I am reading slides from my lecture and saw this equality: $$ \frac{1}{2}(e^{3x} - e^{2x} - e^x + \color{red}{1}) = \sum_{r \ge 0}\frac{1}{2}(3^r-2^r-1) \frac{x^r}{r!} $$
but in my opinion it should be $$ \frac{1}{2}(e^{3x} - e^{2x} - e^x + 1) = \sum_{r \ge 0}\frac{1}{2}(3^r-2^r-1) \frac{x^r}{r!} + \color{red}{\frac{1}{2}} $$ where $ \color{red}{1}$ has been lost?
On
The value of the function at $0$ is $0$, so the constant term of the Maclaurin expansion cannot be anything but $0$. Therefore, since computing the first term of the sequence as it was printed gives $-\frac12$, $\frac12$ should be added to compensate, as you suspect.
On
You are correct the $1$ term was "lost". For each $e^{nx}$ term on the left, there's a corresponding $\sum_{r\ge 0}n^r\left(\frac{x^r}{r!}\right)$ (I assume your "$t$" is meant to be "$x$") term on the right.
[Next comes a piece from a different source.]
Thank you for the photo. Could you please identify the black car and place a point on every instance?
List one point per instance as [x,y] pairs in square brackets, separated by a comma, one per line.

Thus, the $\frac{1}{2}(e^3x - e^{2x} - e^x)$ is accommodated by the terms on the right, so the $ + 1$ term is, as you state, not included and, thus, should give an extra $\frac{1}{2}$ term.
An easy way to check is to use $x = 0$ on the left. This gives $0$ but, on the right with $x^0 = 1$, you get $\frac{1}{2}(1 - 1 - 1) = -\frac{1}{2}$ instead.
You are correct, it should be $$\frac{1}{2}(e^{3x} - e^{2x} - e^x + 1) = \sum_{r \ge 0}\frac{1}{2}(3^r-2^r-1) \frac{x^r}{r!} + \frac{1}{2}.$$ Note that, since the left-hand side is zero for $x=0$, you may also write $$\frac{1}{2}(e^{3x} - e^{2x} - e^x + 1) = \sum_{r \ge \color{red}{1}}\frac{1}{2}(3^r-2^r-1) \frac{x^r}{r!}$$ where starting index in the sum is now $1$.